From 1bfa5a1bbd91fd518ca725d760e7568b5b6faae6 Mon Sep 17 00:00:00 2001
From: George Katsikas <giorgakis.katsikas@gmail.com>
Date: Thu, 30 Nov 2023 18:51:32 +0100
Subject: [PATCH] add crossref metadata XML validation through XSD

---
 requirements.txt                              |  1 +
 scipost_django/SciPost_v1/settings/base.py    |  1 +
 scipost_django/journals/forms.py              | 59 ++++++++++++++++++-
 .../journals/create_metadata_xml.html         | 34 ++++++++---
 scipost_django/journals/views.py              |  8 +++
 5 files changed, 95 insertions(+), 8 deletions(-)

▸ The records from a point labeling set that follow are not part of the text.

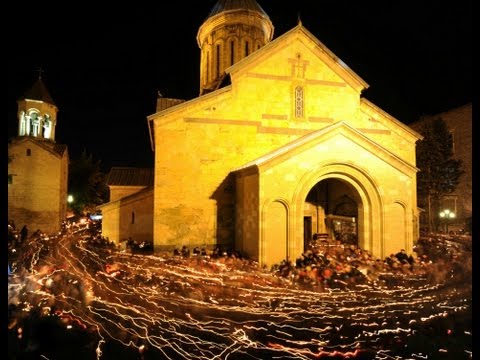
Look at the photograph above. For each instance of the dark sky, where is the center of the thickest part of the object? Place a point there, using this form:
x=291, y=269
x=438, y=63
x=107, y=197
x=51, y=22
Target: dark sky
x=103, y=66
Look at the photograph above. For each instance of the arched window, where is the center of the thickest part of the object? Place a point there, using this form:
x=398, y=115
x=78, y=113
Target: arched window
x=299, y=102
x=218, y=61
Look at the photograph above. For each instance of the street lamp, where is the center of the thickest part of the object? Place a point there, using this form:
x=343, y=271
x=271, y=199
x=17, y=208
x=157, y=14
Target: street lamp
x=447, y=214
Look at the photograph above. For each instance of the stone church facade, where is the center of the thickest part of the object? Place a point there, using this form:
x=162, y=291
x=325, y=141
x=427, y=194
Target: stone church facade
x=279, y=146
x=37, y=165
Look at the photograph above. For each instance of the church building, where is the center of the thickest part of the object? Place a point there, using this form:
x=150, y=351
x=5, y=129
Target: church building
x=279, y=147
x=37, y=165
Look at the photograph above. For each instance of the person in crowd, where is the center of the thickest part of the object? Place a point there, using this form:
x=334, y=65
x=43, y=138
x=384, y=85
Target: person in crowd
x=24, y=233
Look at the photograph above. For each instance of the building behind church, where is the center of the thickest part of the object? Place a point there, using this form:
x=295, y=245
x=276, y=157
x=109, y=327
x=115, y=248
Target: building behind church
x=279, y=147
x=37, y=165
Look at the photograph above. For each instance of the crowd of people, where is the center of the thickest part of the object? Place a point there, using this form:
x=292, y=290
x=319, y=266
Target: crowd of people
x=325, y=263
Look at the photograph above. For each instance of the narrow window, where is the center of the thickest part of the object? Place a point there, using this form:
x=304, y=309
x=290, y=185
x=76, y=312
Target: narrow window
x=299, y=102
x=207, y=75
x=452, y=141
x=218, y=61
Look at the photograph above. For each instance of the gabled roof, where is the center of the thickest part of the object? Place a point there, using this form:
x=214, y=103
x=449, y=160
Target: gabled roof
x=340, y=126
x=38, y=92
x=129, y=176
x=342, y=69
x=56, y=149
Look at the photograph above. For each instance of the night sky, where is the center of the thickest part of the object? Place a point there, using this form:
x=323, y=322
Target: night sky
x=103, y=66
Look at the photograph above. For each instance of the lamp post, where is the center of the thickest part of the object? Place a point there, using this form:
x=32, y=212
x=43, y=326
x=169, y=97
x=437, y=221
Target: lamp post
x=447, y=215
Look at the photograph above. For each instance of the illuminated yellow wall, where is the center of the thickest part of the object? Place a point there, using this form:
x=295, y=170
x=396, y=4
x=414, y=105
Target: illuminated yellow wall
x=38, y=193
x=130, y=216
x=200, y=142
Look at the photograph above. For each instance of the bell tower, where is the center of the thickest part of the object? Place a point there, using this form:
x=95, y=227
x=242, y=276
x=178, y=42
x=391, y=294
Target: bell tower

diff --git a/requirements.txt b/requirements.txt
index 351d26ebd..c970f6309 100644
--- a/requirements.txt
+++ b/requirements.txt
@@ -62,6 +62,7 @@ ithenticate-api-python==0.8
 python-dateutil==2.8.2		# 2023-02-05
 Pillow==9.4.0			# 2023-02-05
 html2text
+lxml==4.9.3             # 2023-11-29 
 
 
 Markdown==3.1.1
diff --git a/scipost_django/SciPost_v1/settings/base.py b/scipost_django/SciPost_v1/settings/base.py
index ec347f304..52855255f 100644
--- a/scipost_django/SciPost_v1/settings/base.py
+++ b/scipost_django/SciPost_v1/settings/base.py
@@ -435,6 +435,7 @@ CROSSREF_LOGIN_ID = ""
 CROSSREF_LOGIN_PASSWORD = ""
 CROSSREF_DEBUG = True
 CROSSREF_DEPOSIT_EMAIL = "techsupport@scipost.org"
+CROSSREF_SCHEMA_FILE = "crossref/schemas/crossref5.3.1.xsd"
 DOAJ_API_KEY = ""
 
 # Google reCaptcha with Google's global test keys
diff --git a/scipost_django/journals/forms.py b/scipost_django/journals/forms.py
index d0f1f70d8..e30c4e9f2 100644
--- a/scipost_django/journals/forms.py
+++ b/scipost_django/journals/forms.py
@@ -17,6 +17,9 @@ from django.forms import BaseModelFormSet, modelformset_factory
 from django.template import loader
 from django.utils import timezone
 
+import lxml.etree as ET
+from html.entities import entitydefs
+
 from crispy_forms.helper import FormHelper
 from crispy_forms.layout import Layout, Div, Field, ButtonHolder, Submit
 from crispy_bootstrap5.bootstrap5 import FloatingField
@@ -240,14 +243,39 @@ class AuthorsTableOrganizationSelectForm(forms.ModelForm):
 
 
 class CreateMetadataXMLForm(forms.ModelForm):
+    # schema = ET.XMLSchema(file=static(settings.CROSSREF_SCHEMA_FILE))
+    schema = ET.XMLSchema(file=settings.STATIC_ROOT + settings.CROSSREF_SCHEMA_FILE)
+    parser = ET.XMLParser(schema=schema)
+
     class Meta:
         model = Publication
         fields = ["metadata_xml"]
 
     def __init__(self, *args, **kwargs):
-        kwargs["initial"] = {"metadata_xml": self.new_xml(kwargs.get("instance"))}
+        xml = self.new_xml(kwargs.get("instance"))
+        self.xml_str = self.format_xml(self.decode_html_entities(xml))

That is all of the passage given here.